It comes as the Government vowed to push ahead and deliver the deal, despite MPs voting to withhold their approval in a major set back to its plans.
The Prime Minister was required by law to ask the EU for an extension after MPs voted in favour of Sir Oliver Letwin's amendment in the Commons yesterday.
But in a move which sparked a major backlash, Boris Johnson got a senior diplomat to send an unsigned photocopy of a letter asking the EU for an extension.
Speaking about the deal on the BBC's Andrew Marr show on Sunday, Mr Raab said: "notwithstanding the parliamentary shenanigans, we appear to have now the numbers to get this through."
He said he was "confident" Britain will leave the EU on October 31 before defending Boris Johnson for delivering on his promises.
"The Prime Minister has done exactly what he said he was going to do. He has complied with the law so Parliament's request has been conveyed to the EU."

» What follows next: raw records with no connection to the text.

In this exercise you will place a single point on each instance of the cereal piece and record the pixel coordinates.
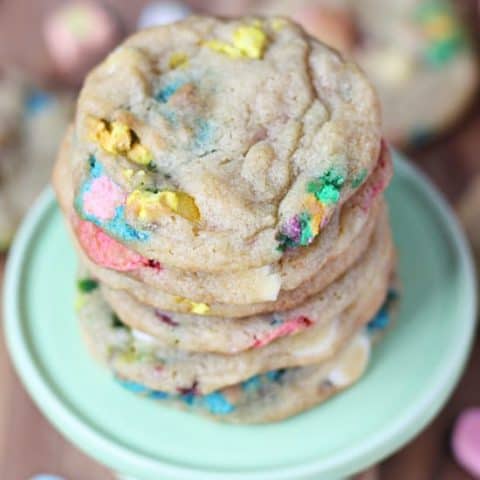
(327, 188)
(117, 138)
(177, 60)
(106, 251)
(288, 328)
(248, 42)
(194, 307)
(223, 47)
(102, 198)
(148, 206)
(251, 41)
(162, 13)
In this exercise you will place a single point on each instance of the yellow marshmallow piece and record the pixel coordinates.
(119, 139)
(250, 40)
(197, 308)
(178, 59)
(140, 154)
(223, 47)
(148, 206)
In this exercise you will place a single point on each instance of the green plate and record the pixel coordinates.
(412, 373)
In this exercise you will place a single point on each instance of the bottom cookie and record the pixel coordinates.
(281, 393)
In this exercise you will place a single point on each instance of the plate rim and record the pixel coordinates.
(100, 446)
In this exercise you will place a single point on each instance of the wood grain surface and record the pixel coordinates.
(29, 445)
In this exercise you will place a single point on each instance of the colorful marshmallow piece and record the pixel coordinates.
(78, 35)
(162, 13)
(466, 441)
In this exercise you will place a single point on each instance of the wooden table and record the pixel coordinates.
(28, 444)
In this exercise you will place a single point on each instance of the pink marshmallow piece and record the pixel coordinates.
(106, 251)
(466, 441)
(378, 181)
(103, 197)
(287, 328)
(79, 34)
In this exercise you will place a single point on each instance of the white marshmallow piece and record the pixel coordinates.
(162, 13)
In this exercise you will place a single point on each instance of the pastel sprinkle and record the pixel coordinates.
(296, 232)
(317, 213)
(199, 308)
(149, 206)
(194, 307)
(382, 318)
(168, 91)
(140, 155)
(275, 375)
(278, 24)
(287, 328)
(252, 383)
(224, 48)
(133, 386)
(359, 178)
(178, 59)
(37, 101)
(87, 285)
(327, 188)
(116, 322)
(117, 138)
(165, 318)
(217, 403)
(443, 31)
(105, 250)
(102, 198)
(249, 41)
(158, 395)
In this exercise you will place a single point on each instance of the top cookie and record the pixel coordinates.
(417, 53)
(214, 145)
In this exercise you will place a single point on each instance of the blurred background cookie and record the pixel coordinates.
(78, 35)
(418, 54)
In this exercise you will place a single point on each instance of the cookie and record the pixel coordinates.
(32, 123)
(241, 287)
(233, 335)
(140, 358)
(223, 143)
(414, 51)
(281, 393)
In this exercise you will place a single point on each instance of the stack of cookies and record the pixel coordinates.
(223, 185)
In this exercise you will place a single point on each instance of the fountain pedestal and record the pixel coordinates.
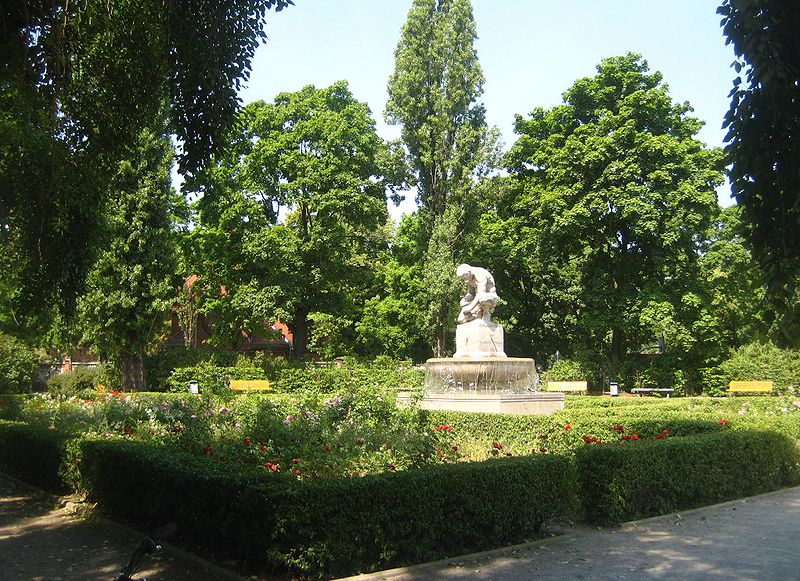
(480, 377)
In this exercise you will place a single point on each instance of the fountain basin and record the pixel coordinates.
(481, 374)
(498, 403)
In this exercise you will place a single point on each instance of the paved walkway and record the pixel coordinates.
(41, 540)
(750, 539)
(757, 538)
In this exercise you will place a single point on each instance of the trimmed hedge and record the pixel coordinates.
(338, 526)
(33, 455)
(625, 482)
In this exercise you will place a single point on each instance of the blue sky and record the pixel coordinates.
(531, 51)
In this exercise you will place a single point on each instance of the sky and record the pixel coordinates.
(531, 51)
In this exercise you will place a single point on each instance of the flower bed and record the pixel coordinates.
(343, 482)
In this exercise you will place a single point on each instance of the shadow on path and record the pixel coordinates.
(756, 538)
(40, 540)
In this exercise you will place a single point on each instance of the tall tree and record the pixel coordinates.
(78, 82)
(764, 143)
(130, 286)
(434, 95)
(314, 157)
(615, 183)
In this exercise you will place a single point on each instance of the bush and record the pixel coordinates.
(33, 455)
(210, 378)
(80, 381)
(160, 366)
(757, 361)
(639, 479)
(18, 365)
(337, 526)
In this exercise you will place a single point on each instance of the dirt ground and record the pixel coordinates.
(46, 538)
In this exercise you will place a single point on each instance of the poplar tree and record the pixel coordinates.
(434, 95)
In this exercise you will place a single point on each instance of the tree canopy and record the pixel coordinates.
(79, 81)
(620, 192)
(764, 143)
(309, 180)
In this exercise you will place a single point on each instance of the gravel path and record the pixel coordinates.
(42, 540)
(757, 538)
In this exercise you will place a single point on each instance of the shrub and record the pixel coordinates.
(80, 381)
(18, 365)
(639, 479)
(757, 361)
(160, 366)
(33, 455)
(337, 526)
(210, 378)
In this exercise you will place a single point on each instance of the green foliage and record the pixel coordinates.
(160, 365)
(18, 365)
(315, 155)
(758, 361)
(615, 191)
(81, 381)
(32, 454)
(639, 479)
(79, 83)
(210, 377)
(763, 132)
(332, 527)
(567, 370)
(434, 95)
(129, 288)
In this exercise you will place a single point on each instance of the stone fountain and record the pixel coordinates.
(480, 377)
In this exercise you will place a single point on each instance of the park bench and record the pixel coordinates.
(750, 387)
(568, 386)
(642, 391)
(248, 385)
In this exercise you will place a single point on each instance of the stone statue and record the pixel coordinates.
(481, 297)
(476, 335)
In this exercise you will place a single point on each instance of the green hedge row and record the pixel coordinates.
(649, 478)
(338, 526)
(33, 455)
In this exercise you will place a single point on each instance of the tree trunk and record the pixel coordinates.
(300, 332)
(617, 348)
(133, 372)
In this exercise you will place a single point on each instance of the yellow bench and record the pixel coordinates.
(570, 386)
(247, 385)
(750, 387)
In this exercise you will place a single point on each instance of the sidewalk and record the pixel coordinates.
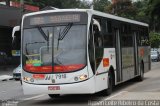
(6, 72)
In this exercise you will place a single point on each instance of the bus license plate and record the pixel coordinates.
(53, 88)
(61, 76)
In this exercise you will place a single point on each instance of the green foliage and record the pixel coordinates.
(100, 5)
(154, 39)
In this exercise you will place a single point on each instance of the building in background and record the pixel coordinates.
(10, 16)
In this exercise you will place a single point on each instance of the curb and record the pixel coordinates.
(6, 78)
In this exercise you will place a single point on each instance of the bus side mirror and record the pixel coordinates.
(15, 29)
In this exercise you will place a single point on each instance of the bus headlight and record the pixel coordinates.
(83, 77)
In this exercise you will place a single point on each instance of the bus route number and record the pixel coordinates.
(60, 76)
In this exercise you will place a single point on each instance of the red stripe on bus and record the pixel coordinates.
(57, 68)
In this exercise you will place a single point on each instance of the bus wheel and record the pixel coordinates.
(110, 84)
(141, 76)
(53, 95)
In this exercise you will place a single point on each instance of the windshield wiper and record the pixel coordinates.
(31, 44)
(46, 37)
(63, 33)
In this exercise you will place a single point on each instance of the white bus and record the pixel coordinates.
(79, 51)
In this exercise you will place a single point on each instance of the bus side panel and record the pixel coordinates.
(144, 55)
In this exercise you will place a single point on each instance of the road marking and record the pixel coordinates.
(116, 95)
(5, 77)
(34, 97)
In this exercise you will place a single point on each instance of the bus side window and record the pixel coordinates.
(16, 41)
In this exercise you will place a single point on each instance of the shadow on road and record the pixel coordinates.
(77, 100)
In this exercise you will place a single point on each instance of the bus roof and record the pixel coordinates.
(92, 12)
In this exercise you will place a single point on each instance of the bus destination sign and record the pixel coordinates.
(39, 20)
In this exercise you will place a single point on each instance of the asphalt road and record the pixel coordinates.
(149, 89)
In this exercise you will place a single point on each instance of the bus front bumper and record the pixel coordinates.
(84, 87)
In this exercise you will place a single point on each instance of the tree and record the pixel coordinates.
(142, 9)
(100, 5)
(154, 39)
(154, 8)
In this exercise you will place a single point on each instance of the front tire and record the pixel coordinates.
(54, 95)
(141, 77)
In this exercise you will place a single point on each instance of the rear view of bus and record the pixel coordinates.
(54, 53)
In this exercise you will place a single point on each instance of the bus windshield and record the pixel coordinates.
(58, 48)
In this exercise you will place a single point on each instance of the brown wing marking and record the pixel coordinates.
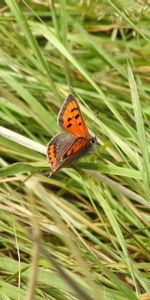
(78, 145)
(71, 119)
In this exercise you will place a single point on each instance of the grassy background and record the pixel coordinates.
(84, 233)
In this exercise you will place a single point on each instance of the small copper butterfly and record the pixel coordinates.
(64, 148)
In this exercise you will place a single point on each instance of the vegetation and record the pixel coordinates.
(83, 233)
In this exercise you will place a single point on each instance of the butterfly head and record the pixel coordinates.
(93, 139)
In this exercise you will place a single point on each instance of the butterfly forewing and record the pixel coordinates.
(70, 118)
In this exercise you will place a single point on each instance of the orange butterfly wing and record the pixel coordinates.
(70, 118)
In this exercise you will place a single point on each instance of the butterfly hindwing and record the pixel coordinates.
(79, 147)
(57, 146)
(70, 118)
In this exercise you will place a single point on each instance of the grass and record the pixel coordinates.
(83, 233)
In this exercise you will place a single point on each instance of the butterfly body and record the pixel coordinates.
(64, 148)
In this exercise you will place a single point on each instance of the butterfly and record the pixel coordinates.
(64, 148)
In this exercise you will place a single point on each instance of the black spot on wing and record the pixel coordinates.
(73, 109)
(77, 116)
(69, 119)
(69, 125)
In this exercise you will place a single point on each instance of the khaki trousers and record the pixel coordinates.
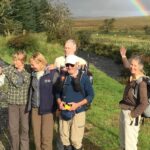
(17, 115)
(128, 132)
(42, 130)
(72, 131)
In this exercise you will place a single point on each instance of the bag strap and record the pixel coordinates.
(135, 91)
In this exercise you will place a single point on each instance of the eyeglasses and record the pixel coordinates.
(71, 65)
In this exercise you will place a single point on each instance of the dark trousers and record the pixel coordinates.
(18, 122)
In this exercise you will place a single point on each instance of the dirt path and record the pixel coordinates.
(106, 65)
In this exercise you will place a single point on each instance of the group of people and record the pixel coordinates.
(40, 92)
(63, 90)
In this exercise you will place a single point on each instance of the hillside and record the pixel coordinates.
(120, 23)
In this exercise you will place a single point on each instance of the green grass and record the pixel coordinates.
(101, 131)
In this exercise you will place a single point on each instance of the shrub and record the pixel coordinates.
(26, 42)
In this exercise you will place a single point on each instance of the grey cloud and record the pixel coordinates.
(96, 8)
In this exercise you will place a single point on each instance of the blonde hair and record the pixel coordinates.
(39, 58)
(140, 62)
(20, 55)
(73, 43)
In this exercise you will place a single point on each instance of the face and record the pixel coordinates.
(134, 67)
(72, 69)
(69, 48)
(36, 66)
(18, 63)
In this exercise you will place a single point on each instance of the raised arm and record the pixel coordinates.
(125, 61)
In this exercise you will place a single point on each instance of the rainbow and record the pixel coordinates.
(142, 9)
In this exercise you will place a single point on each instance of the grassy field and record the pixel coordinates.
(102, 119)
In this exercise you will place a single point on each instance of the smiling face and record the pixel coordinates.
(18, 59)
(135, 67)
(70, 48)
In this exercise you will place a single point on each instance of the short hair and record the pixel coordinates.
(139, 60)
(38, 58)
(21, 55)
(73, 43)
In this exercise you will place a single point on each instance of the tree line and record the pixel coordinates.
(20, 16)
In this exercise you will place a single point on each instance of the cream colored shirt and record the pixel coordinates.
(60, 61)
(39, 74)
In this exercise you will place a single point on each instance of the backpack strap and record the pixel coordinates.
(135, 90)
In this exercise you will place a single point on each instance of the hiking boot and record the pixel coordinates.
(81, 148)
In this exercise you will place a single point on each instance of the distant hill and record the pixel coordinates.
(120, 23)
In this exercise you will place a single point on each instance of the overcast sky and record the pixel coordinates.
(98, 8)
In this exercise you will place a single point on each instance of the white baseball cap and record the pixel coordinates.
(71, 59)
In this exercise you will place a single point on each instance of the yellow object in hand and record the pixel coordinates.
(67, 107)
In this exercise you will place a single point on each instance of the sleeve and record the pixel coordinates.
(88, 90)
(126, 63)
(143, 100)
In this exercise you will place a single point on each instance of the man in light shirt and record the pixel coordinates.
(70, 48)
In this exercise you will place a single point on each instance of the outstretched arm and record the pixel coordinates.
(125, 61)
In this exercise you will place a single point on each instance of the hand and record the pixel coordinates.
(131, 118)
(74, 106)
(123, 51)
(61, 105)
(50, 67)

"His view hasn't changed his mind," he added. "Parliament can't muzzle the Prime Minister."
The Foreign Secretary went on to say there were "many people in the EU" who were "deeply uncomfortable" about a further delay to Brexit.
He then urged MPs to "get on, get it through the House of Commons, and move on."
It comes after his colleague, Michael Gove, Chancellor of the Duchy of Lancaster, accused those who backed the Letwin amendment of voting "explicitly to try to frustrate this process and to drag it out".
He told Sky News' Sophy Ridge on Sunday, the government would now trigger Operation Yellowhammer, its contingency plan to handle a no-deal Brexit, because there was no guarantee the EU would grant an extension.
The government is set to ask for a further meaningful vote on Monday, presenting MPs with a binary choice to approve or oppose the deal in principle.
However, it will be up to Commons Speaker John Bercow to decide whether to allow that vote.